Book Describes Hunt for Nazi Criminals

Author
Bob Wefald
Date
Refers to Book

With the end of World II in Europe in 1945, the extent of the mass murders committed by the Germans led by the Nazis became known, resulting in the trials in Nuremberg, Germany, of some of the Germans responsible for the implementation of Hitler’s “Final Solution,” the plan to kill all of the Jews and others considered undesirable in Europe.

This policy of mass murder has been known since 1948 as genocide. The term genocide was coined by a Polish Jewish refugee lawyer, Raphael Lemkin, who lobbied in the Nuremberg courthouse “for the recognition of genocide as a new category of international crime.”

Benjamin Ferencz, a Harvard trained lawyer, had fought in the war as a corporal, was transferred to the Judge Advocate Section of Gen. George Patton’s Third Army at the end of 1944. Released from active duty, he returned to Germany as a civilian to lead a team of war crimes investigators.

Ferencz first used the term genocide in the trial of SS officers who led the 3,000 members of the Einsatzgruppen. Captured daily reports documented the mass shootings of Jews, gypsies and other “enemies” by the Einsatzgruppen special execution squads.

“The evidence showed that the four Einsatzgruppen, each composed of five hundred to eight hundred men, ‘averaged some 1,350 murders per day during a two-year-period; 1,350 human beings slaughtered on the average day, seven days a week for more than 100 weeks,’” Nagorski wrote.

“The young prosecutor concluded his initial presentation with a line that would resonate among those seeking a measure of justice for such monumental crimes for decades to come; … ‘If these men are immune, then law has lost its meaning, and man must live in fear.’”

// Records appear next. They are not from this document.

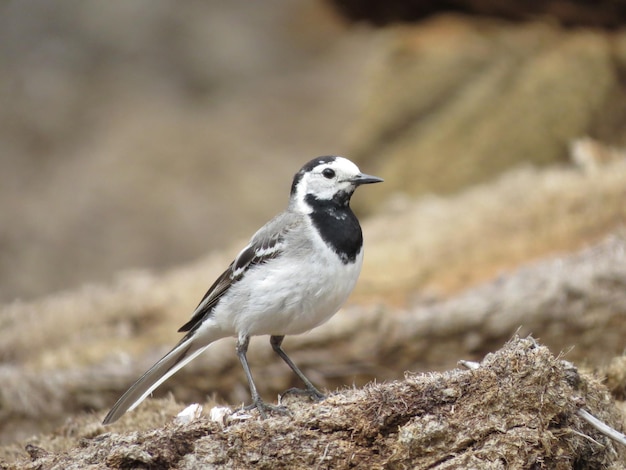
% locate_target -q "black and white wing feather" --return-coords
[178,213,297,332]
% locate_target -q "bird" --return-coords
[103,155,383,424]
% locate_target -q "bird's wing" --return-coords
[178,213,297,332]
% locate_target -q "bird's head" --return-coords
[291,156,383,212]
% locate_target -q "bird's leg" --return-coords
[237,336,288,419]
[270,336,326,400]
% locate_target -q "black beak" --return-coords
[352,173,384,186]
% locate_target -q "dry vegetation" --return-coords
[4,338,626,470]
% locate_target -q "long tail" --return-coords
[102,332,221,424]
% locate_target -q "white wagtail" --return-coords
[104,156,383,424]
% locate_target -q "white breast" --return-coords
[206,218,363,336]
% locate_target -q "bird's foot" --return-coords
[279,387,326,403]
[243,398,291,419]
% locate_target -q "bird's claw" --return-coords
[280,387,326,401]
[243,399,291,419]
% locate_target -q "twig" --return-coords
[576,408,626,446]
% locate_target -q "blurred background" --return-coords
[0,0,372,301]
[0,0,626,302]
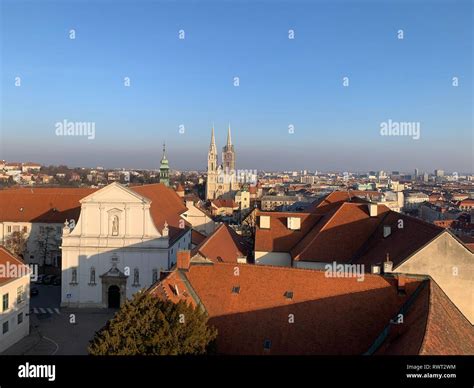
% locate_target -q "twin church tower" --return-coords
[206,125,240,199]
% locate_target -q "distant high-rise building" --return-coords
[160,143,170,186]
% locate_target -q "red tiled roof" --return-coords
[0,183,187,238]
[192,224,249,263]
[354,211,444,268]
[150,263,419,355]
[0,245,29,285]
[130,183,188,238]
[376,279,474,355]
[291,202,389,262]
[191,229,207,245]
[211,198,238,209]
[255,211,322,252]
[255,192,443,267]
[0,188,97,223]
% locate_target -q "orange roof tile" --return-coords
[192,224,250,263]
[151,263,419,355]
[376,279,474,355]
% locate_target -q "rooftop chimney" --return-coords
[176,251,191,271]
[397,275,407,295]
[368,202,378,217]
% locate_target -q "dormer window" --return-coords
[286,217,301,230]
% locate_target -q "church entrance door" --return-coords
[108,285,120,309]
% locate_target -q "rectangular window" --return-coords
[16,286,24,304]
[3,294,8,311]
[71,268,77,284]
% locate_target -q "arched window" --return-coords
[71,268,77,284]
[112,216,119,236]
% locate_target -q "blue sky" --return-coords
[0,0,473,172]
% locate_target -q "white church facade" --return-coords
[61,183,191,308]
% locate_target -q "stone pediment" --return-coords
[80,182,151,204]
[100,266,128,279]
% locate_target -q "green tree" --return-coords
[89,292,217,355]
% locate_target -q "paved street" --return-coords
[3,285,115,355]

Ferencz was frustrated by his experiences in Nuremberg. Not being able to try all 3,000, Ferencz chose 22 most senior and best educated SS officers to be put on trial. “’I tried 22, I convicted 22, 13 were sentenced to death, four of them were actually executed, the rest of them got out after a few years.’ Then he added somberly: ‘The other 3,000 – nothing ever happened to them. Every day, they committed mass murder.’”

By 1950, the U.S. was more concerned with the growing threat from the Soviet Union than it was interested in prosecuting Nazis as war criminals, and there was little enthusiasm in America, or in Germany, for more trials. But a few dedicated “freelance Nazi hunters, who had been motivated by the horrors they had personally experienced and witnessed as Holocaust survivors,” dedicated themselves to bringing Nazi war criminals to justice.

Most of this book deals with their efforts and occasional successes as well as their rivalries with one another. One very famous success was locating, kidnapping, transporting to Israel, trying and executing SS Gen. Adolf Eichmann, the Nazi in charge of implementing the “Final Solution,” which he did with ruthless efficiency at Auschwitz and other concentration camps, killing millions.

The Nazi hunters kept pressure on Congress, which in 1979 created and funded the Office of Special Investigations in the Justice Department. Arthur Rudolph, one of the Nazi rocket scientists who oversaw the Saturn V rocket, which carried astronauts to the moon, was forced to “voluntarily” give up his U.S. citizenship and leave the country, but he got to keep his government pension.

Rep. Elizabeth Holtzman was stunned in a hearing in 1973, when in answer to her question of the commissioner of the Immigration and Naturalization Service as to whether the INS had a list of war criminals living in the U.S., the commissioner answered “Yes.” And to a following question, he said there were 53.

Nagorski does not mention Japanese war criminals and trials, though there were some trials of war criminals in Japan. However, in both cases, the U.S. and its allies lost interest in pursuing further trials of war criminals. In Japan, a statute of limitations was enacted, cutting off the trials of Japanese war criminals. Unlike the Nazi hunters who had the passion and personal history to pursue Nazi war criminals, no such constituency existed in Japan to pursue Japanese war criminals.

"The Nazi Hunters" is an important book reminding readers of the Nazi genocide prior to and during World War II, and of the limits on the possibility of prosecuting and convicting more than a small number of the actual offenders in cases of genocide.

Bob Wefald is a retired North Dakota State District Court judge. Wefald became a lawyer in 1970. His career included serving a year as a law clerk, four years as attorney general, more than 23 years in private practice in Bismarck and 12 years as a judge. He served as an officer in the Navy for three years of active duty plus 24 years in the Navy Reserve.